Un team di ricercatori del Dipartimento di Scienze Fisiche e Chimiche dell’Università dell’Aquila ha coordinato un importante studio che chiarisce il meccanismo di una delle reazioni fondamentali per la vita sulla Terra: l’ossidazione dell’acqua indotta dalla luce, parte del processo metabolico di fotosintesi clorofilliana nelle piante. I risultati della ricerca sono stati pubblicati sulla prestigiosa rivista Nature il 3 maggio. La reazione di ossidazione dell’acqua indotta dalla luce è spesso considerata il vero e proprio “motore” della fotosintesi, in quanto responsabile della conversione dell’energia luminosa nell’energia chimica che viene immagazzinata nei tessuti della pianta. Il sottoprodotto di questa reazione, l’ossigeno, è la molecola che ha permesso lo sviluppo della vita sulla Terra così come la conosciamo. La complessità di tale processo ha fatto sì che, nonostante i decenni di attenzione da parte della comunità scientifica, il meccanismo molecolare alla base di esso non fosse stato ancora chiarito. In particolare, le discrepanze tra i dati derivanti dalle osservazioni sperimentali e le precedenti simulazioni teoriche hanno messo a lungo in evidenza la mancanza di una comprensione globale del fenomeno.
Nello studio appena pubblicato su Nature, i dati computazionali ottenuti dalle simulazioni del gruppo del prof. Leonardo Guidoni del Dipartimento di Scienze Fisiche e Chimiche dell’Università dell’Aquila hanno fornito la chiave di interpretazione di una grande mole di dati sperimentali, prodotti dal team del prof. Holger Dau della Freie Universität di Berlino. Tale sinergia ha permesso, per la prima volta, di chiarire le basi molecolari della reazione di ossidazione dell’acqua, arrivandone a definire il meccanismo nella sua interezza, e evidenziandone gli aspetti chimici più peculiari.

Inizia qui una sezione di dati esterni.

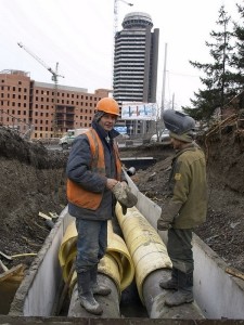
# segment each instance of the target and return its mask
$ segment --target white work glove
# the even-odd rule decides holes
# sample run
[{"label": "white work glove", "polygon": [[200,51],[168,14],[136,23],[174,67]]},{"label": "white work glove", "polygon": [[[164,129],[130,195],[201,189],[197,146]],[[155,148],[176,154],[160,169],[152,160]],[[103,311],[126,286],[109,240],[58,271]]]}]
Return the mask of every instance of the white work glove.
[{"label": "white work glove", "polygon": [[[130,191],[128,185],[121,184],[118,182],[113,188],[116,199],[125,208],[132,208],[138,203],[137,196]],[[124,213],[125,214],[125,213]]]}]

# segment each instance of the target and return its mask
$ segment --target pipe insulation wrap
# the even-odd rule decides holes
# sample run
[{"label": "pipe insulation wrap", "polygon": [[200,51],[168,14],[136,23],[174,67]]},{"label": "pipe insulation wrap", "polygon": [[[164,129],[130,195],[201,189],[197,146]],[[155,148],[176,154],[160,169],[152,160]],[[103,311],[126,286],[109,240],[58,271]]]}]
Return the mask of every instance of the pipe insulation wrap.
[{"label": "pipe insulation wrap", "polygon": [[[73,221],[66,229],[59,251],[60,265],[65,283],[67,282],[72,265],[76,259],[76,245],[77,229],[75,221]],[[99,272],[110,276],[114,281],[119,296],[120,292],[131,284],[134,276],[134,266],[129,250],[123,238],[113,232],[111,221],[107,222],[107,251],[99,263]],[[77,274],[74,272],[69,285],[69,292],[73,291],[76,281]]]},{"label": "pipe insulation wrap", "polygon": [[158,269],[171,269],[172,264],[160,236],[136,207],[127,209],[124,216],[121,206],[117,204],[116,216],[133,260],[138,292],[144,304],[143,283],[146,276]]}]

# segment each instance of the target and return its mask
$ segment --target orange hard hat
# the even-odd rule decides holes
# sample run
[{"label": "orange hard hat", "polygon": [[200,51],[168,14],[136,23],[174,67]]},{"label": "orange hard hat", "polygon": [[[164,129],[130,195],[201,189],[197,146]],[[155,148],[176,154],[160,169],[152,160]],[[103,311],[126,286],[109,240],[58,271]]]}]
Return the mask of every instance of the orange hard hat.
[{"label": "orange hard hat", "polygon": [[119,116],[118,103],[111,98],[104,98],[100,100],[97,104],[97,109],[104,113],[113,114]]}]

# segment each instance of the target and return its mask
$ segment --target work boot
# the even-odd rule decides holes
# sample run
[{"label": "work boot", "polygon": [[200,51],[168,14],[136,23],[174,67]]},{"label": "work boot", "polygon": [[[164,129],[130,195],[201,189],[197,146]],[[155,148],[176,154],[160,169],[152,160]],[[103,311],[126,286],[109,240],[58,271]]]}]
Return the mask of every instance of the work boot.
[{"label": "work boot", "polygon": [[90,271],[77,273],[78,294],[80,304],[93,315],[101,315],[103,310],[99,302],[94,299],[91,290]]},{"label": "work boot", "polygon": [[192,302],[194,300],[192,286],[193,273],[183,273],[178,270],[178,291],[174,292],[169,297],[166,297],[165,304],[168,307],[175,307]]},{"label": "work boot", "polygon": [[159,286],[163,289],[178,289],[178,270],[172,268],[171,278],[170,280],[162,280],[159,282]]},{"label": "work boot", "polygon": [[111,294],[111,288],[105,287],[98,283],[98,264],[90,271],[91,272],[91,289],[94,295],[107,296]]}]

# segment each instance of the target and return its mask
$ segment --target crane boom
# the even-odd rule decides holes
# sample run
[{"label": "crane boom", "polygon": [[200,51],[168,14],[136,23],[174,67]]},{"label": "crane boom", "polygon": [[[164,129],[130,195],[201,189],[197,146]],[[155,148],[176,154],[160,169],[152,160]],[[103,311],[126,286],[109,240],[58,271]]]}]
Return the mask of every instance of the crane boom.
[{"label": "crane boom", "polygon": [[64,76],[57,75],[57,72],[54,72],[50,66],[48,66],[39,56],[37,56],[35,53],[33,53],[29,49],[27,49],[23,43],[17,43],[20,48],[25,50],[29,55],[31,55],[34,58],[36,58],[47,70],[49,70],[53,78],[52,80],[57,81],[57,77],[64,78]]},{"label": "crane boom", "polygon": [[23,43],[17,43],[20,48],[25,50],[29,55],[31,55],[34,58],[36,58],[47,70],[49,70],[52,74],[52,81],[54,81],[54,96],[53,96],[53,135],[57,135],[57,78],[64,76],[61,76],[57,74],[57,67],[59,63],[56,63],[55,70],[53,70],[50,66],[48,66],[39,56],[37,56],[35,53],[33,53],[29,49],[27,49]]}]

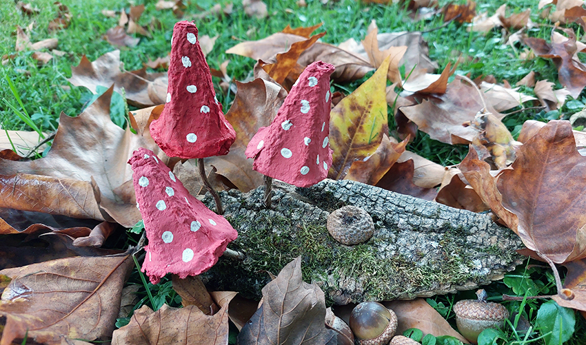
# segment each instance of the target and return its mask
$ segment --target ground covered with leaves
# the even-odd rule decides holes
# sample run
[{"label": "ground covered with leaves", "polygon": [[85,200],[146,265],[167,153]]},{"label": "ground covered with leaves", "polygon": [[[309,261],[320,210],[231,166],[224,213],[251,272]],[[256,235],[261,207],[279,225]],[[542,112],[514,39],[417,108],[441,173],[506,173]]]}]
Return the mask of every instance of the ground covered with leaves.
[{"label": "ground covered with leaves", "polygon": [[[342,343],[323,292],[302,280],[303,255],[272,253],[290,263],[267,272],[260,306],[197,276],[154,284],[139,270],[133,151],[152,150],[192,196],[206,191],[195,160],[168,156],[150,132],[169,102],[182,20],[197,25],[236,131],[228,154],[204,160],[214,189],[263,185],[248,143],[304,68],[330,63],[327,177],[490,213],[531,258],[485,286],[512,316],[479,344],[583,344],[583,1],[42,0],[0,10],[3,344]],[[398,334],[456,344],[466,339],[452,307],[465,298],[474,291],[384,303]],[[352,306],[332,309],[347,322]]]}]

“Tra tutti gli aspetti stupefacenti di questa reazione ce n’è uno che abbiamo trovato particolarmente curioso” racconta Matteo Capone, ricercatore post-doc che si è occupato della produzione dei dati computazionali che ha prodotto durante il suo dottorato di ricerca in Matematica e Modelli presso il DISIM. “La natura ha costruito un enzima grande e complesso, ottimizzato per portare a termine una reazione estremamente impegnativa dal punto di vista energetico. Alla fine, però, quello che permette il successo della reazione è il posizionamento corretto dei protoni – semplici ioni dell’atomo di idrogeno – all’interno dell’enzima stesso. Oggetti di massa piccolissima, al limite del mondo subatomico, che potremmo facilmente considerare dei semplici spettatori. Ma dopotutto, come si dice, il diavolo sta nei dettagli”.
La ricerca appena pubblicata vede anche il contributo del Dr. Daniele Narzi, ricercatore presso il Dipartimento di Fisica e Chimica dell’Università degli Studi dell’Aquila. Il ricercatore, rientrato in Italia nel 2019 grazie al programma di attrazione dei ricercatori PON-AIM dopo un periodo pluriennale di ricerca all’estero, spiega: “La comprensione dei meccanismi molecolari alla base della fotosintesi clorofilliana è di primario interesse, non solo per l’importanza di questo fenomeno naturale alla base della vita sulla Terra, ma anche perché può fungere da ispirazione per lo sviluppo di tecnologie atte alla conversione dell’energia solare in carburanti green con un impatto ambientale potenzialmente prossimo allo zero”.
“Questo risultato, insieme a altre importanti pubblicazioni passate, è frutto di un lavoro decennale del nostro gruppo e del gruppo del Prof. Holger Dau della Freie Universität di Berlino” ha commentato Leonardo Guidoni, professore ordinario che ha coordinato i lavori del team dell’Università degli Studi dell’Aquila. “Rappresenta non solo un importante passo avanti nello stato dell’arte, ma anche il valore dell’ateneo aquilano nel panorama scientifico internazionale. Abbiamo collaborato con un team di eccellenza di un’università estera, e prodotto risultati competitivi a livello internazionale. Questo è stato possibile anche grazie alla presenza di un ecosistema scientifico europeo altamente funzionale che ci ha permesso di usufruire dei supercomputer più potenti d’Europa attraverso bandi PRACE e dell’infrastruttura all’avanguardia del centro di calcolo italiano del CINECA”.
Un importante risultato ed una grande soddisfazione per i ricercatori coinvolti. Con questo riconoscimento l’Università degli Studi dell’Aquila rafforza la sua rilevanza come centro di riferimento italiano e europeo nel campo della Chimica Computazionale e nel Calcolo ad Alte Prestazioni.